The reporter took her time replying.

“I don’t think so,” she said, “but I’m no expert.
Famous
art, though? I really don’t think so.”

Dessie clicked open the PDF of the envelope and looked at the address. It was written in the same block letters as the others. But on the back was something she hadn’t seen before: nine numbers, hastily written down.

“That number on the back,” Dessie said, “what does that mean?”

“It’s a phone number,” Charlotta Bruckmoser said. “I tried calling it. It’s for a pizzeria in Vienna. The police decided it had nothing to do with the case.”

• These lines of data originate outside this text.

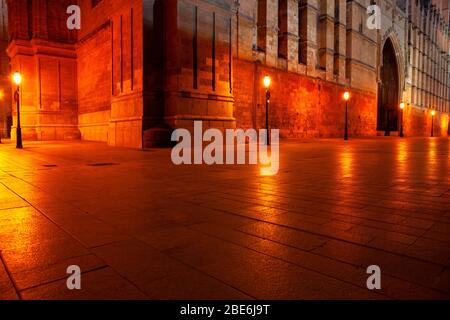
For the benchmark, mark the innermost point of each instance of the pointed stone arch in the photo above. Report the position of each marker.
(391, 83)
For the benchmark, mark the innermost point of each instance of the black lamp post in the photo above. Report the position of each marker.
(346, 98)
(432, 122)
(267, 82)
(402, 107)
(17, 77)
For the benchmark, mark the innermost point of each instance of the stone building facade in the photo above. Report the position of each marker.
(139, 68)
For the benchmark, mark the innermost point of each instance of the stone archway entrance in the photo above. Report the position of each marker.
(388, 91)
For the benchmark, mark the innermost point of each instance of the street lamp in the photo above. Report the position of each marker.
(267, 82)
(346, 98)
(17, 78)
(1, 132)
(433, 113)
(402, 107)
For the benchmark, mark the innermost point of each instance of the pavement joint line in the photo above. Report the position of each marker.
(71, 237)
(62, 278)
(8, 272)
(290, 262)
(331, 237)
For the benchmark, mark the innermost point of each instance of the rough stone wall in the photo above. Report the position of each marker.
(300, 106)
(46, 58)
(110, 64)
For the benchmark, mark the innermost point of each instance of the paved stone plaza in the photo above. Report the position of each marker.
(142, 228)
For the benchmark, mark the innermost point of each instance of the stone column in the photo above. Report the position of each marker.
(272, 33)
(39, 11)
(341, 43)
(292, 35)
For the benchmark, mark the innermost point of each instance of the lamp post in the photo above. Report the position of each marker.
(402, 107)
(346, 98)
(17, 78)
(1, 129)
(433, 113)
(267, 82)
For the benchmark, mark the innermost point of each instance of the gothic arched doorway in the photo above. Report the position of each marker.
(387, 119)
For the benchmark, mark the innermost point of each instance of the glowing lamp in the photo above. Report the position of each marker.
(17, 78)
(346, 95)
(267, 82)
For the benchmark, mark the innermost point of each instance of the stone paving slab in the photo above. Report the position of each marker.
(142, 228)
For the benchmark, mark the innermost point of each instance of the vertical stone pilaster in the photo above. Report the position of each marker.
(327, 23)
(312, 12)
(39, 11)
(272, 33)
(340, 41)
(292, 35)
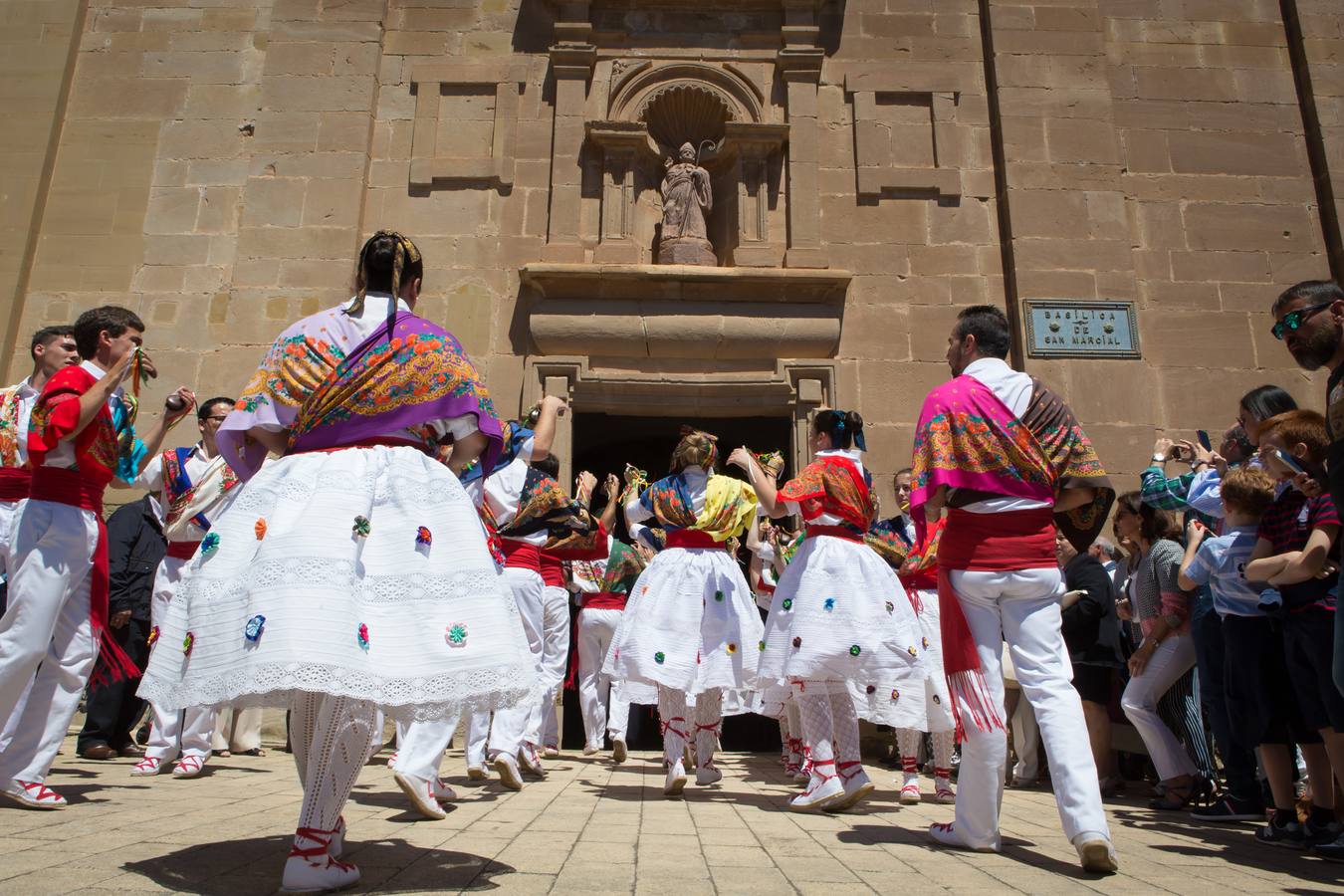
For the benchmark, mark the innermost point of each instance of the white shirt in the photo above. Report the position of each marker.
(503, 489)
(587, 573)
(64, 456)
(855, 456)
(152, 480)
(26, 396)
(1013, 388)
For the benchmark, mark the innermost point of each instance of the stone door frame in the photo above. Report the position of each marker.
(795, 388)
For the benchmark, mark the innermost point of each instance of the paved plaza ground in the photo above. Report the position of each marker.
(594, 827)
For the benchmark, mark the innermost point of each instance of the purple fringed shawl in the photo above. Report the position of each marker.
(331, 388)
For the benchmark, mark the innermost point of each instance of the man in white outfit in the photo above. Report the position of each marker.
(81, 437)
(998, 560)
(177, 477)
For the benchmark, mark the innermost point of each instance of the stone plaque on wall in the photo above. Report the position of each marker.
(1081, 330)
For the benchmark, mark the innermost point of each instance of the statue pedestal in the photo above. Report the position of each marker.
(687, 250)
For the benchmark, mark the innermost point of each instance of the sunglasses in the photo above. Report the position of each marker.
(1294, 319)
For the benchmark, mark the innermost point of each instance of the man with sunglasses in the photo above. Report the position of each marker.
(1309, 320)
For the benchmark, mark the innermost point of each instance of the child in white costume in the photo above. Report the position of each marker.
(352, 573)
(691, 623)
(839, 612)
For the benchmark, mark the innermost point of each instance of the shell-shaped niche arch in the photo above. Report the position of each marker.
(684, 103)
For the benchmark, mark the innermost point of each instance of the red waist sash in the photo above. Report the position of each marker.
(521, 555)
(15, 483)
(76, 489)
(605, 600)
(999, 542)
(553, 569)
(691, 539)
(835, 533)
(183, 550)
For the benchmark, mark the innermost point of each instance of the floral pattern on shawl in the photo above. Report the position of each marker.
(832, 485)
(729, 504)
(292, 369)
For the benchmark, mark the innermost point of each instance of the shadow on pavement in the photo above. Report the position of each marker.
(254, 865)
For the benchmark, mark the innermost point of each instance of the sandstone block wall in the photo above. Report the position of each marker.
(215, 165)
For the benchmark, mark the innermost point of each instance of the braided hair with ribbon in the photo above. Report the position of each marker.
(386, 262)
(844, 429)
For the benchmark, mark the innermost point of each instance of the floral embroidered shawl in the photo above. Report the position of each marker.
(729, 506)
(832, 485)
(968, 439)
(330, 387)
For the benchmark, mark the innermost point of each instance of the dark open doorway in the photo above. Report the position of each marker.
(605, 443)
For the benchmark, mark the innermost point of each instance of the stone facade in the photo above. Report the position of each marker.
(876, 164)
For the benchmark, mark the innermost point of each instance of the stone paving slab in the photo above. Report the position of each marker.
(595, 827)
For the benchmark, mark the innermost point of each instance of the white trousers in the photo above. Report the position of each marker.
(421, 745)
(515, 726)
(238, 729)
(180, 733)
(603, 711)
(1023, 608)
(1174, 657)
(47, 622)
(556, 654)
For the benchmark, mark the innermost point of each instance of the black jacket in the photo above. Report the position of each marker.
(1090, 626)
(134, 547)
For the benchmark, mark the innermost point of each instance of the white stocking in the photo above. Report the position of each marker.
(709, 714)
(672, 722)
(333, 735)
(817, 729)
(907, 741)
(943, 746)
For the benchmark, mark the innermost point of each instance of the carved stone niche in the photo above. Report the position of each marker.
(906, 137)
(656, 107)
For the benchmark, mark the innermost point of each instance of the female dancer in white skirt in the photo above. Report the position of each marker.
(839, 612)
(918, 571)
(691, 623)
(352, 573)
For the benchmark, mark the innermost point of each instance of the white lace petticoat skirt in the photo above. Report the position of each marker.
(839, 614)
(361, 572)
(876, 707)
(691, 623)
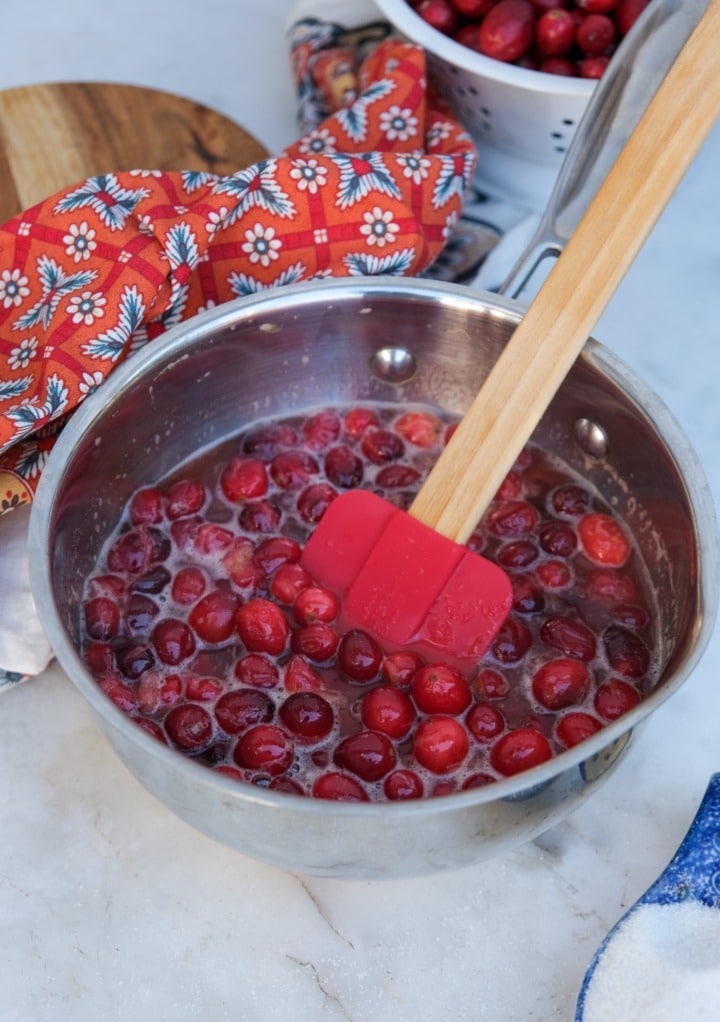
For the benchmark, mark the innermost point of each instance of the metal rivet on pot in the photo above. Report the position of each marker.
(590, 437)
(393, 365)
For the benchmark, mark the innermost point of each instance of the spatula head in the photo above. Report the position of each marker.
(403, 583)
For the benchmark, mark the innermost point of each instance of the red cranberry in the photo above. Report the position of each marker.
(317, 641)
(322, 429)
(211, 539)
(188, 586)
(615, 697)
(146, 506)
(388, 710)
(607, 584)
(122, 695)
(421, 428)
(288, 582)
(397, 668)
(381, 446)
(603, 539)
(342, 467)
(140, 613)
(570, 636)
(507, 30)
(491, 684)
(240, 709)
(339, 788)
(561, 683)
(557, 538)
(357, 420)
(238, 562)
(575, 728)
(527, 598)
(626, 652)
(184, 531)
(134, 660)
(99, 657)
(262, 626)
(212, 617)
(402, 784)
(157, 690)
(518, 554)
(243, 479)
(101, 618)
(173, 640)
(314, 500)
(256, 670)
(300, 677)
(259, 516)
(307, 715)
(595, 35)
(358, 655)
(271, 554)
(512, 642)
(570, 500)
(316, 604)
(484, 722)
(368, 754)
(185, 498)
(554, 574)
(189, 727)
(511, 518)
(266, 748)
(556, 32)
(293, 468)
(440, 744)
(152, 582)
(439, 688)
(519, 750)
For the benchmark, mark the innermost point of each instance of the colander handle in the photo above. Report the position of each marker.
(637, 67)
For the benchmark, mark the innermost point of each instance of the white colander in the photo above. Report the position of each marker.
(521, 121)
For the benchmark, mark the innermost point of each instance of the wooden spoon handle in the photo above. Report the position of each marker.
(555, 328)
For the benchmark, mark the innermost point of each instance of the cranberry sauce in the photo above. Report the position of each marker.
(201, 624)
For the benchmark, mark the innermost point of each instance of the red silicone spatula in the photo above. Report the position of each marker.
(404, 576)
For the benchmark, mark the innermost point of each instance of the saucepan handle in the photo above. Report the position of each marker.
(637, 67)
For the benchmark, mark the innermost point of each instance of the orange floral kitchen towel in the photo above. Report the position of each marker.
(93, 273)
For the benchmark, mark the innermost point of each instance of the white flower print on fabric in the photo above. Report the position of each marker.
(89, 383)
(379, 227)
(21, 356)
(261, 245)
(217, 220)
(87, 307)
(80, 241)
(319, 141)
(415, 167)
(13, 288)
(309, 175)
(398, 125)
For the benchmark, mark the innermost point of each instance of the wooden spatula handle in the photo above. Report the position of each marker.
(555, 328)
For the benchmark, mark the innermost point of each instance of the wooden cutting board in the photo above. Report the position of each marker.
(52, 136)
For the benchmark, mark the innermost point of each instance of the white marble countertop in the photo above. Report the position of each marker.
(112, 909)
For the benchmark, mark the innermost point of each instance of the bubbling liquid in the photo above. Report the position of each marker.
(200, 623)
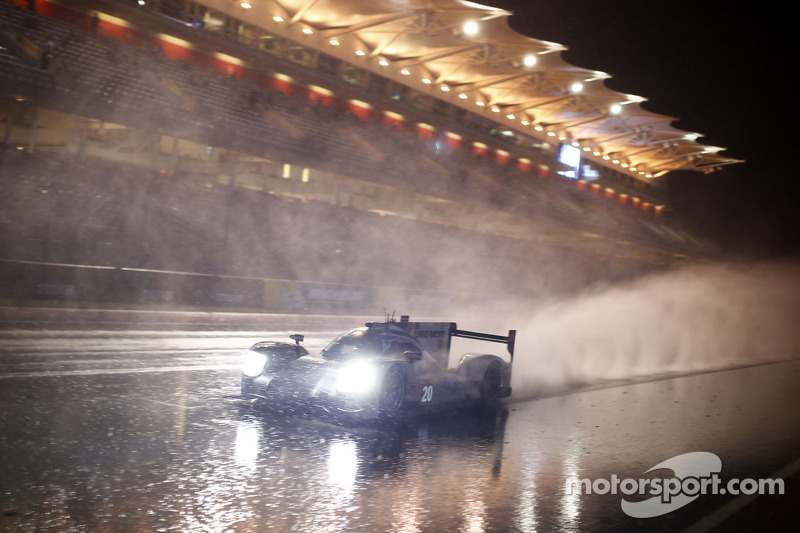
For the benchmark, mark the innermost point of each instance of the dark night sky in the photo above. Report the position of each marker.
(725, 71)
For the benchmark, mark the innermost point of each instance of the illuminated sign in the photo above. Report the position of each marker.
(570, 156)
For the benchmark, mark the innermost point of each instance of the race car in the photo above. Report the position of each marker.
(382, 370)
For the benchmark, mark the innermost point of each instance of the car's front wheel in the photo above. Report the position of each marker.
(393, 391)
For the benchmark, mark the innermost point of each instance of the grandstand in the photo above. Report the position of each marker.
(158, 142)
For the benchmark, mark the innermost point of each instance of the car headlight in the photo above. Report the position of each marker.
(254, 364)
(357, 377)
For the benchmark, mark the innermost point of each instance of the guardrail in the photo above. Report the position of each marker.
(42, 284)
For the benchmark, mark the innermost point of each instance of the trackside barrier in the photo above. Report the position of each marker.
(82, 285)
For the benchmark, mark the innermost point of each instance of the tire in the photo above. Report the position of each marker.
(492, 384)
(393, 392)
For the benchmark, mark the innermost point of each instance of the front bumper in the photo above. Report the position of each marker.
(282, 394)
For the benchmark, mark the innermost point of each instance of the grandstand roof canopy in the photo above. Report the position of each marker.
(467, 54)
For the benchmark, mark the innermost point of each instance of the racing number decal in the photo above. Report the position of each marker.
(427, 394)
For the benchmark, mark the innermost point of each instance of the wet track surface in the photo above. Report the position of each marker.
(133, 430)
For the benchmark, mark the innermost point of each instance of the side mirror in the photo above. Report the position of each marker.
(413, 355)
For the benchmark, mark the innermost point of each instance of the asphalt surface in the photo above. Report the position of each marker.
(115, 426)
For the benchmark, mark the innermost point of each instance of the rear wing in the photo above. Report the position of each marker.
(435, 337)
(509, 340)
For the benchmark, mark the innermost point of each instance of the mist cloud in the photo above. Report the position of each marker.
(694, 319)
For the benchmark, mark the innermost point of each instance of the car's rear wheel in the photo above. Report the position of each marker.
(393, 391)
(492, 381)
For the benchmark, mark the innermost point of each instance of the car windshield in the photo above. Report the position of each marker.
(353, 344)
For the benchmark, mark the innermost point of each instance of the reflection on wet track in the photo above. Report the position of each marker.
(135, 430)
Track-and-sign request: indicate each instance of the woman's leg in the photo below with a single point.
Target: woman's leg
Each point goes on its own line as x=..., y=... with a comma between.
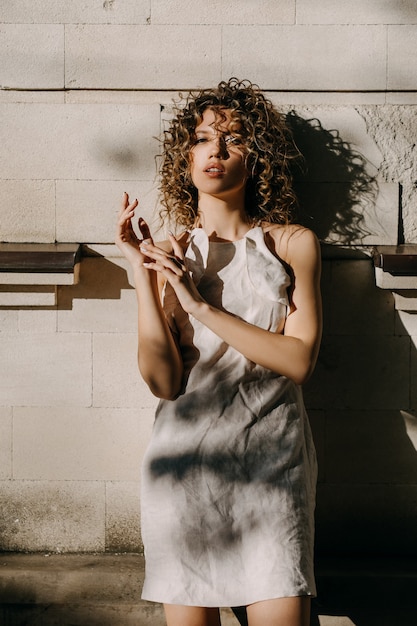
x=280, y=612
x=177, y=615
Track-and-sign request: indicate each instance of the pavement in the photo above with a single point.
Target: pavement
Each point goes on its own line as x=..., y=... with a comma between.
x=104, y=590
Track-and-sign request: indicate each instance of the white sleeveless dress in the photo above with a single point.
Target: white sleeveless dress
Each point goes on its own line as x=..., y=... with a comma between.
x=228, y=483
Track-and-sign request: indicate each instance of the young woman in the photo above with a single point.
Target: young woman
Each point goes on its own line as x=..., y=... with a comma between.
x=229, y=328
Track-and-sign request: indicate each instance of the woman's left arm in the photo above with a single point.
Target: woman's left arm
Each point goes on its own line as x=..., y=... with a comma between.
x=292, y=353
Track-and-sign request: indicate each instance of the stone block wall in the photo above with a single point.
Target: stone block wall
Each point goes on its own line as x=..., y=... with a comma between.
x=85, y=87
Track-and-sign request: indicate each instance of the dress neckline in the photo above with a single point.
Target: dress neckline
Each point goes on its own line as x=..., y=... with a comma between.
x=200, y=231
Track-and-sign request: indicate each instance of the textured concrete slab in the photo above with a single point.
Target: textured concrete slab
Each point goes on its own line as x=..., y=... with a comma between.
x=104, y=590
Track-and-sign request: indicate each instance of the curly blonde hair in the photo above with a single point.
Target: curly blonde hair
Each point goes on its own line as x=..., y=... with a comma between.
x=268, y=147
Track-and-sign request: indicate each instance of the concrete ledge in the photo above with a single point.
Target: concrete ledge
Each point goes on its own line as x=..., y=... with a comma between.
x=104, y=590
x=30, y=273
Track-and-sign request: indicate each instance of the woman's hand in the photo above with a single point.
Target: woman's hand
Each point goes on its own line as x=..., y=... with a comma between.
x=126, y=238
x=172, y=266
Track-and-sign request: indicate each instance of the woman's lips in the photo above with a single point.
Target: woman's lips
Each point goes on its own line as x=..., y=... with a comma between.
x=214, y=171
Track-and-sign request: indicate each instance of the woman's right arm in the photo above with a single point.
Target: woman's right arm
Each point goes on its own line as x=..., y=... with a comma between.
x=159, y=359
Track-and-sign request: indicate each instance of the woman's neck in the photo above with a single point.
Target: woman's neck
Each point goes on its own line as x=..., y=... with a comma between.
x=223, y=220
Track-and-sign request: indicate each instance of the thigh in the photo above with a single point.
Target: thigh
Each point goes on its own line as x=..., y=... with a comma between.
x=280, y=612
x=177, y=615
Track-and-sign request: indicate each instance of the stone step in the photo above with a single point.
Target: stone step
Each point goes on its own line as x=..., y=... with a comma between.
x=104, y=590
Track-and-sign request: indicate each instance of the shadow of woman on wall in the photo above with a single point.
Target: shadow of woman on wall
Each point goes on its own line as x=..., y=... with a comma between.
x=334, y=183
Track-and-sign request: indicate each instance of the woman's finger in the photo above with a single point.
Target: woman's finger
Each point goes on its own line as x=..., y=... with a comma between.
x=145, y=230
x=178, y=251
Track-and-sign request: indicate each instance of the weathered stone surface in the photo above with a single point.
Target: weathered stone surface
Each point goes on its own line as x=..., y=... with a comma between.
x=45, y=369
x=31, y=56
x=142, y=57
x=356, y=12
x=41, y=452
x=219, y=12
x=394, y=130
x=306, y=57
x=60, y=516
x=77, y=12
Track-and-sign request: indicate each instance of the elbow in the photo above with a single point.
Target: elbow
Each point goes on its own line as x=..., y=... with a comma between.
x=163, y=387
x=302, y=373
x=164, y=393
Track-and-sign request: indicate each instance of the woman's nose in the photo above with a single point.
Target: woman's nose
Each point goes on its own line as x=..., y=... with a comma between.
x=218, y=148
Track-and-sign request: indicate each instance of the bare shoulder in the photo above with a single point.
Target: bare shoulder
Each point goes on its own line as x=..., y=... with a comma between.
x=293, y=243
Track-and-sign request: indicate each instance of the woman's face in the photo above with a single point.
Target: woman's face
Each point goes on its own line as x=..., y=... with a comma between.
x=217, y=158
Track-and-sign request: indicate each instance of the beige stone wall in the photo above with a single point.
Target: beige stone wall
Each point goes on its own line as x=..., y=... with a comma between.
x=85, y=87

At that moment Dessie’s inbox pinged again. She felt her stomach lurch.

It’s Jacob, ran the thought going through her head. He’s e-mailed me because he misses me.

It was from Gabriella.

Tried to call you. Another double murder in Oslo.

“I’ve got to go,” Dessie said and hung up on Charlotta Bruckmoser.

Chapter 108

Los Angeles, USA

UCLA WAS AS BIG as a decent-size town in California. More than thirty thousand students, some two hundred buildings, more than fifty thousand applicants to be freshmen every year.

Jacob had punched Charles E. Young Drive into the GPS, an address that was supposed to be in the university’s northern campus, where the School of the Arts and Architecture was based.